The trio, a former love triangle (Victor loved Kezia, Kezia loved Nathaniel, Nathaniel loved … well, no one really), reunite for a wedding, at which time the depressed Victor is tossed, unwittingly, a mystery: a drawing of a necklace, whose disappearance dates back to World War II France.
Needing something to do, Victor makes his way overseas, to (ah, oui!) the former home of de Maupassant himself, where he hopes to find some answers — about the necklace, and about his own life.
Crosley’s sardonic wit makes the book a sly page-turner; like listening to a story told by a friend with a knack for making everything just a little funnier than it really is. And Victor emerges as a memorable sad-sack (he looks, notes one character, like “a busted Adrian Brody”), contemplating the emptiness of his life after his apartment is robbed.

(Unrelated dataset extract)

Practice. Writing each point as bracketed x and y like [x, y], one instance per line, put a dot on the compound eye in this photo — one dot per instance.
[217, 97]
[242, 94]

He owns nothing, he reflects: “What pieces of the world were his?” It’s why the necklace engages him, jolts him into activity — “part of the necklace’s worth was that it was impossible to get.” Or was it?
“The Clasp” ends with a hard-to-pull-off coincidence, but a satisfying one; along the way, the reader’s reminded of how college friends can push time backward, bringing with them a whiff of days long gone.
And its treasure-hunt elements are irresistible. The necklace, ponders Victor, is one of those things “whose fate was to bide their time and hope … like the infirm elderly who have slipped in their own homes and now must wait in the dark for someone to come find them.”